The world is automated in stages. We have no farmers now because we have machines to do the backbreaking work. We have no scribes now because we have machines to make the text. We don't have a litany of old professions because someone created a device that could break bigger boulders and lay longer tracks, faster and more efficiently than any man. And yet, the John Henry's of the world all still have work.
Every time we manage to simplify the work enough for machines to do it, we go about complicating new work enough to keep our minds interested in it. Farmers turn into nutritionists, chefs, brewers, and bakers. Some expand their business and become managers, marketers, clerks, and bean counters. The end of one job has always brought about a dozen more.
We automate the jobs we hate. The jobs, like flipping burgers, we turn into boogey men that hide under the beds of those who don't get a good education. We automate the things we hate, and because we hate them we have to convince herds of people that those jobs are all they are good for, the best they will ever do. So it's no surprise now, when we talk about the technologies that will take these jobs away, that the herds begin to bristle with panic. They believe there will be no more jobs because they have been convinced there are no other jobs for them.
But just like in every other turning of technology, they are wrong. There are thousands of jobs out there, jobs that become available solely because the other job disappear. Jobs that come to be because many of us like to complain, and if we can't complain about work then we will complain about leisure. The worst companies in the world find themselves in that position because of lackluster customer service.
We demand more from our experiences because we don't have dirt under our fingers and bruises on our bones. Because a clerical error of $5 is the biggest offense we'll suffer for a season. People will flock to companies that know this, that make people feel welcome and cared for, that affirm the struggles of the individual.

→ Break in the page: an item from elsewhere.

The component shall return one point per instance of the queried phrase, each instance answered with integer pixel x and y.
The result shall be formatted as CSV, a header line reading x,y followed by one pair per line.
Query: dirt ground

Conversely, those who do not find their pleasure in complaining will find their pleasure in free time. They will seek to maximize the time for themselves by minimizing the time demanded by others. You see this already in monthly services that send you new clothes tailored to your style, that send you full meals five steps from being fully prepared, that rent cars as you need them and never charge you for repairs.
The the service economy slowly recedes into an ocean of automation, the economy of support will take its place. In it we may work less, but I am certain we will all still have work to do.